Overview
RoboCat, developed by Google DeepMind, is a multi-embodiment, multi-task generalist agent for robotic manipulation built on a transformer-based architecture. The paper addresses a fundamental challenge in robotics: how to build a single agent that can leverage heterogeneous robotic experience from different robots and tasks to rapidly master novel skills and embodiments. Unlike prior specialist systems trained for individual tasks or embodiments, RoboCat consumes action-labelled visual experience across a diverse repertoire of motor control skills spanning simulated and real robotic arms with varying observation and action spaces.

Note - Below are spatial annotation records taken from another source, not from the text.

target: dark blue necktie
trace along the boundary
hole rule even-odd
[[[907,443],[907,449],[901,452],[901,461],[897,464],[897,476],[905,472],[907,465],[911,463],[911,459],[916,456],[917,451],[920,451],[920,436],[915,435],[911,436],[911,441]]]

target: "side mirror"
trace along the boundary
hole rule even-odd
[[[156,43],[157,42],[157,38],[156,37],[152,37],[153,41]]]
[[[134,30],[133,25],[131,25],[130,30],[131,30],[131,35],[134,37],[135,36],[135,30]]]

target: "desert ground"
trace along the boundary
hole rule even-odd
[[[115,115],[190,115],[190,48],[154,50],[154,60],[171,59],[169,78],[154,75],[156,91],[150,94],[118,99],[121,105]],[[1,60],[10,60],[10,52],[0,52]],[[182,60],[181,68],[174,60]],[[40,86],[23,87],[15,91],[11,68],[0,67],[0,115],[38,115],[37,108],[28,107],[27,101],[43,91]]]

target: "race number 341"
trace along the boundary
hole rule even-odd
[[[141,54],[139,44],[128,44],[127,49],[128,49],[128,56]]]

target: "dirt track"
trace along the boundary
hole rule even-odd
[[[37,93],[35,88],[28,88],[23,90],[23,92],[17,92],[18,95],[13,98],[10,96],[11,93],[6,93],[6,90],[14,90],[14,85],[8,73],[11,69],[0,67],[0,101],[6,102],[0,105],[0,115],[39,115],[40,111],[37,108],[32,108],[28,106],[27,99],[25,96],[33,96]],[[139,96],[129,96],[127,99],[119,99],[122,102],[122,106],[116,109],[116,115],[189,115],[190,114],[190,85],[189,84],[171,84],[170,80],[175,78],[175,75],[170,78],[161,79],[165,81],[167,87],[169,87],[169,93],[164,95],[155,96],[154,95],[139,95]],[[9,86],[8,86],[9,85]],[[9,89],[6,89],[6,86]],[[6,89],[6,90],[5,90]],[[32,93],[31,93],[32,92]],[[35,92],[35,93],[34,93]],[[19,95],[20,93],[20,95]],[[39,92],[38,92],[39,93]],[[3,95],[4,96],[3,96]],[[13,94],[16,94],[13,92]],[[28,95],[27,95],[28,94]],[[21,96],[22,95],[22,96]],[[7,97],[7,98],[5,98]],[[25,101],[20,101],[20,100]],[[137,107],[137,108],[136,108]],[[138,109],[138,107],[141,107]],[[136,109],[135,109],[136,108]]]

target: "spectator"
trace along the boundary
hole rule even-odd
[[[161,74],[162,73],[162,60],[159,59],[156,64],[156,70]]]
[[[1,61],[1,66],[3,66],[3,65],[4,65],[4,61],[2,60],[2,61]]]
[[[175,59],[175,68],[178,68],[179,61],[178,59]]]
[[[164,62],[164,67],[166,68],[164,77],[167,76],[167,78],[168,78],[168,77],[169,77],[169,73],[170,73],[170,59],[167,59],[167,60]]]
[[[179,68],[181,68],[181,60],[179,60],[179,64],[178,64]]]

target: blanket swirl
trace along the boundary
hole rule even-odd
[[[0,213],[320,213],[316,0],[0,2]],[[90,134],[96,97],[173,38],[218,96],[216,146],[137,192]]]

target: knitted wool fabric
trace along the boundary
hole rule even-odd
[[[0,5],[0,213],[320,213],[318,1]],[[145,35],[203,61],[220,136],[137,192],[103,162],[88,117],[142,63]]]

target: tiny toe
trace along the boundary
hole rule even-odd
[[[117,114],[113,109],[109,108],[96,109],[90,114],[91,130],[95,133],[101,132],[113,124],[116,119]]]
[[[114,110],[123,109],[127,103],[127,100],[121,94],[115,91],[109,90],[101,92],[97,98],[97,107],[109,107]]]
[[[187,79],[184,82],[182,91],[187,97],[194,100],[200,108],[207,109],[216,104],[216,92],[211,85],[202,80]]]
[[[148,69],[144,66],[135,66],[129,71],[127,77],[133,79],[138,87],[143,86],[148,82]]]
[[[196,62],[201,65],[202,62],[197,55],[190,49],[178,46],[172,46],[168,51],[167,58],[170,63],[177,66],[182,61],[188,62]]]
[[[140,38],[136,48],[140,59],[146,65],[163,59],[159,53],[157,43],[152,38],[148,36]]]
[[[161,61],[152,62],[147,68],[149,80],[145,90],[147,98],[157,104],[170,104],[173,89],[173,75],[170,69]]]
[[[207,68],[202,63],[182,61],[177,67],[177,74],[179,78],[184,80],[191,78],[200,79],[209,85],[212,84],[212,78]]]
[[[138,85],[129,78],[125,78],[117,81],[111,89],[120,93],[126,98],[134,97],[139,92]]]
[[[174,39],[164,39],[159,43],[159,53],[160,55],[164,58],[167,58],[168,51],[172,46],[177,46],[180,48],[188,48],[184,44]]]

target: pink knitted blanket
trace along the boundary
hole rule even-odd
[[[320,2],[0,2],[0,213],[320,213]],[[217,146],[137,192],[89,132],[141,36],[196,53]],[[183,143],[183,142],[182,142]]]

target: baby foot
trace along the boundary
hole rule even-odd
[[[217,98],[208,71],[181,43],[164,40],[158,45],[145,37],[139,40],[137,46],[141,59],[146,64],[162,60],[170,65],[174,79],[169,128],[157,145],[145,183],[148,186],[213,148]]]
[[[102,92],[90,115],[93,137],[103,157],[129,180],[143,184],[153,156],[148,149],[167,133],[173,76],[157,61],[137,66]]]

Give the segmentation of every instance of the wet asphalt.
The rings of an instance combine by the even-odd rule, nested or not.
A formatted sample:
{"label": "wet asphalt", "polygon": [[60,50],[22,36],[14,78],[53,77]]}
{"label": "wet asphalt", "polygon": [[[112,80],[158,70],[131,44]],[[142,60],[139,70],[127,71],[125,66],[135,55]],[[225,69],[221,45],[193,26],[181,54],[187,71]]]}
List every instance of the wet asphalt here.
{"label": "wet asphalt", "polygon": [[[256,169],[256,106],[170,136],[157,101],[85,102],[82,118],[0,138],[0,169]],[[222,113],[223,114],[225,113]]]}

The core insight is that a large, diverse training mixture enables both zero-shot generalization to new tasks and efficient few-shot adaptation using only 100-1000 demonstrations. RoboCat builds on the Gato architecture (a visual goal-conditioned decision transformer) but scales it to 253 manipulation tasks across three real robot embodiments (Sawyer, Panda, KUKA) and simulation. Critically, the trained model can generate its own training data for subsequent iterations, creating an autonomous self-improvement loop where each generation of RoboCat produces better data that trains a stronger next generation.

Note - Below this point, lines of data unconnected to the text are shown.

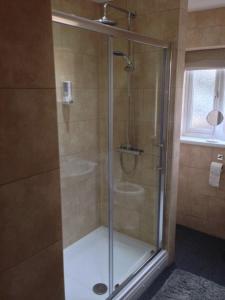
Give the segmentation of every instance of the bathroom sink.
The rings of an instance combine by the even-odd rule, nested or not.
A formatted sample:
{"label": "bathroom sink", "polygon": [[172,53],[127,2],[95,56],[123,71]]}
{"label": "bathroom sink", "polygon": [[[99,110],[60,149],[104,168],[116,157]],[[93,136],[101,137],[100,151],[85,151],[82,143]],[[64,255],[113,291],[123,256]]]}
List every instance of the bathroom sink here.
{"label": "bathroom sink", "polygon": [[67,158],[61,163],[61,177],[84,176],[92,173],[97,163],[77,158]]}

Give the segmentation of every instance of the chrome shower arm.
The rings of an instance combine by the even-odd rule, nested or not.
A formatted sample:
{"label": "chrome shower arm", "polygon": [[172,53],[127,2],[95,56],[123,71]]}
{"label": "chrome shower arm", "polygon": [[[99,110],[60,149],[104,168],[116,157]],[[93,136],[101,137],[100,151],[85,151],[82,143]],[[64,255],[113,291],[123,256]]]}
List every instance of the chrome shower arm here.
{"label": "chrome shower arm", "polygon": [[111,7],[113,9],[115,9],[115,10],[118,10],[118,11],[120,11],[122,13],[127,14],[129,16],[129,18],[136,17],[136,13],[135,12],[129,11],[129,10],[125,9],[125,8],[118,7],[118,6],[114,5],[114,4],[111,4],[109,1],[104,4],[104,16],[107,16],[108,7]]}

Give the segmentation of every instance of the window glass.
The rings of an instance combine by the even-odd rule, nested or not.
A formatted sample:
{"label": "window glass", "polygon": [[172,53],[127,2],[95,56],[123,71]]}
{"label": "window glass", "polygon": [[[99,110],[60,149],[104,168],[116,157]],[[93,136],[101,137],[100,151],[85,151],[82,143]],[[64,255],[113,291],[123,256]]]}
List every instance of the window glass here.
{"label": "window glass", "polygon": [[216,70],[192,71],[192,114],[190,127],[210,129],[206,116],[214,108]]}

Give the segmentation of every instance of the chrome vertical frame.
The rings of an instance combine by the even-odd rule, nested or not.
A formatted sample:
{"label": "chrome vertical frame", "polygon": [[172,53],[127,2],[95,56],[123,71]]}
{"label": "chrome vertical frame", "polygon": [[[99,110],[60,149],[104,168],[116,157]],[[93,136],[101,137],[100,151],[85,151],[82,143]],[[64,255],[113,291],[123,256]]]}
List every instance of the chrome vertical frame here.
{"label": "chrome vertical frame", "polygon": [[160,90],[160,161],[159,161],[159,202],[158,202],[158,224],[157,224],[157,247],[163,248],[164,232],[164,203],[166,198],[166,171],[167,171],[167,124],[168,124],[168,107],[170,100],[171,85],[171,66],[172,66],[172,47],[163,50],[164,75]]}
{"label": "chrome vertical frame", "polygon": [[113,38],[108,38],[108,223],[109,294],[113,292]]}

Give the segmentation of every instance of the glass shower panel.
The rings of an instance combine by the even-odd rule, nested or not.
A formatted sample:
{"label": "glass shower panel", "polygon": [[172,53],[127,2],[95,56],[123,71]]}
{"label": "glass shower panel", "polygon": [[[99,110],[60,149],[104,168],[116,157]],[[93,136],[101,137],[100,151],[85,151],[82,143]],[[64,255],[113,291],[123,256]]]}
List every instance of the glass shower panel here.
{"label": "glass shower panel", "polygon": [[159,250],[164,50],[115,39],[113,285]]}
{"label": "glass shower panel", "polygon": [[108,37],[58,23],[53,33],[66,300],[106,299]]}

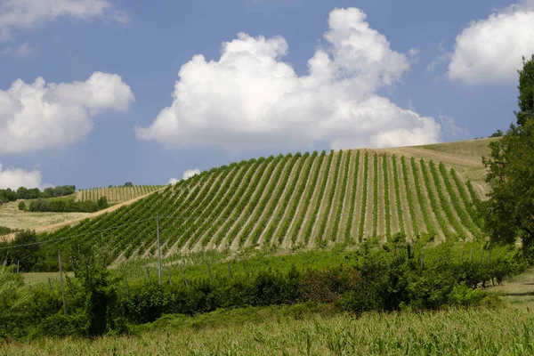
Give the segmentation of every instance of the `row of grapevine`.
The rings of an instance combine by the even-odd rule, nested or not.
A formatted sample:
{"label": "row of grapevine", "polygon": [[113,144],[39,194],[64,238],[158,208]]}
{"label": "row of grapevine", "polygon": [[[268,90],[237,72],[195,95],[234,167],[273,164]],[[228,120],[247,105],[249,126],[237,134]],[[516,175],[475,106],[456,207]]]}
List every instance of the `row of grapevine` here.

Large-scale evaluations demonstrate that scaling and diversifying training data produces cross-task transfer benefits and enhanced adaptation efficiency. Experiments span 36 real robots across three embodiment types (Sawyer 5-DoF, Panda 7-DoF, KUKA 14-DoF bimanual) and two simulated arms (Sawyer 7-DoF, Panda 7-DoF). The single RoboCat agent adapts to previously unseen embodiments like the KUKA 14-DoF bimanual arm with nearly 80% success rates, and self-generated data integration significantly boosts generalist capabilities across the board.
Key Contributions
- Multi-embodiment generalist agent: A single transformer policy that controls Sawyer, Panda, and KUKA robots across 253 diverse manipulation tasks with shared weights
- Self-improvement loop: The trained model generates its own practice data, which is filtered and added to the training set for the next iteration, creating an autonomous capability expansion cycle
- Few-shot adaptation: Demonstrates that 100-1000 demonstrations suffice to adapt the generalist to entirely new tasks or embodiments, dramatically reducing data requirements compared to training from scratch
- Cross-task transfer: Empirically validates that heterogeneous multi-task, multi-embodiment data produces positive transfer, with the generalist outperforming single-task specialists on many tasks
- Scaling analysis: Studies the effect of data diversity and scale on generalization, showing consistent improvement as the training mixture grows
Architecture
┌──────────────────────────────────────────────────┐
│ Self-Improvement Loop │
│ │
│ ┌──────────┐ ┌───────────┐ ┌───────────┐ │
│ │ Train │──►│ Deploy on │──►│ Filter by │ │
│ │ RoboCat_i │ │ robots │ │ success │ │
│ └──────────┘ └───────────┘ └─────┬─────┘ │
│ ▲ │ │
│ └────── Add to training data ◄───┘ │
└──────────────────────────────────────────────────┘
┌────────────────────────────────────────────────┐
│ RoboCat Architecture (Gato-based) │
│ │
│ ┌──────────┐ ┌──────────┐ ┌──────────────┐ │
│ │ Goal Img │ │ Multi-Cam│ │ Propriocept. │ │
│ │ or Lang │ │ RGB Imgs │ │ (joints,grip)│ │
│ └────┬─────┘ └────┬─────┘ └──────┬───────┘ │
│ │ │ │ │
│ ▼ ▼ ▼ │
│ ┌──────────────────────────────────────────┐ │
│ │ Tokenize (VQ-GAN + discretize states) │ │
│ │ → unified flat token sequence │ │
│ └─────────────────┬────────────────────────┘ │
│ │ │
│ ▼ │
│ ┌──────────────────────────────────────────┐ │
│ │ Decoder-Only Transformer │ │
│ │ (autoregressive next-token prediction) │ │
│ └─────────────────┬────────────────────────┘ │
│ │ │
│ ▼ │
│ ┌──────────────────────────────────────────┐ │
│ │ Discretized Action Tokens │ │
│ │ (per-dim bins, embodiment-specific) │ │
│ └──────────────────────────────────────────┘ │
└────────────────────────────────────────────────┘
Method

RoboCat extends the Gato architecture — a decoder-only transformer that treats observations, actions, and goals as a unified token sequence. The architecture processes multi-camera RGB images through a frozen VQ-GAN encoder that produces visual tokens, which are interleaved with proprioceptive state tokens and discretized action tokens in a causal sequence. A key architectural innovation is the prediction of future image tokens (5 time steps ahead) alongside action tokens, which improves visual dynamics understanding and generalization.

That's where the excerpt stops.